Was die Aufsichtsbehörde unternimmt
Die NHTSA eröffnete ihre FSD-Untersuchung im Oktober 2025 nach 58 gemeldeten Unfällen, bei denen Fahrzeuge rote Ampeln überfuhren oder in den Gegenverkehr gerieten. Im März 2026 stufte sie das Verfahren hoch auf rund 2,9 Millionen FSD-ausgestattete Fahrzeuge – zu einer Engineering Analysis, dem Schritt unmittelbar bevor eine Behörde einen Rückruf verlangen kann. Inzwischen hat die NHTSA erklärt, dass sie Bahnübergänge im Rahmen dieser Arbeit prüfen wird.
Der politische Druck ist älter. Die Senatoren Ed Markey und Richard Blumenthal schrieben im September 2025 an NHTSA-Chef Jonathan Morrison und forderten ausdrücklich eine Untersuchung zu Bahnübergängen; seither bleiben sie der Behörde gegenüber hartnäckig – unter anderem, indem sie interne Tesla-Unterlagen zur Konstruktion seiner Sicherheitsbehauptungen einforderten.
Warum das in Europa anders ankommt
Kein europäischer Fahrer kann das kaufen. FSD (Supervised) ist für europäische Straßen nicht zugelassen, und das deutsche KBA prüft es weiterhin, wobei Autobahngeschwindigkeiten der öffentlich bekannte Knackpunkt sind.

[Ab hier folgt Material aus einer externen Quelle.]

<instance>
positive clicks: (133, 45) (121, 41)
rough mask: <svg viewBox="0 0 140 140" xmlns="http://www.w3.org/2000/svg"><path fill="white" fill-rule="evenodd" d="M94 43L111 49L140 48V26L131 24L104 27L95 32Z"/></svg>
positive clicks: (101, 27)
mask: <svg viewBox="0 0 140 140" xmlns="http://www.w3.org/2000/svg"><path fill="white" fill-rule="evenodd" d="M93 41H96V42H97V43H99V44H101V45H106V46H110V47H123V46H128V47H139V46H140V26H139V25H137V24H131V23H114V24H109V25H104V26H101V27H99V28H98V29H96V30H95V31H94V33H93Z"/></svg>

Ein reproduzierbares Versagen an einem ortsfesten, signaltechnisch gesicherten Bauwerk ist genau die Art von Beleg, auf die eine Typgenehmigungsbehörde reagieren kann, denn es ist keine Ermessensfrage des Fahrstils. Eine Bahnschranke wird entweder erkannt oder nicht. Jeder Monat, in dem das im amerikanischen Datenbestand stehen bleibt, ist ein Monat, der jeder Behörde zur Verfügung steht, die nach einem Grund zum Abwarten sucht – und es steht in unbequemem Kontrast zu Teslas eigener Ankündigung, FSD v15 werde ein Quantensprung.
Wenn Sie mit FSD fahren
Das System ist überwacht, und der Name ändert daran nichts. Behandeln Sie einen Bahnübergang so, wie Sie eine Schulzone oder eine Baustellenspur behandeln würden: Hände am Lenkrad, Fuß bereit, kein Handy. Die dokumentierten Fälle haben eines gemeinsam – dass der Fahrer rechtzeitig eingriff, war der einzige Grund, warum es zu keiner Kollision kam.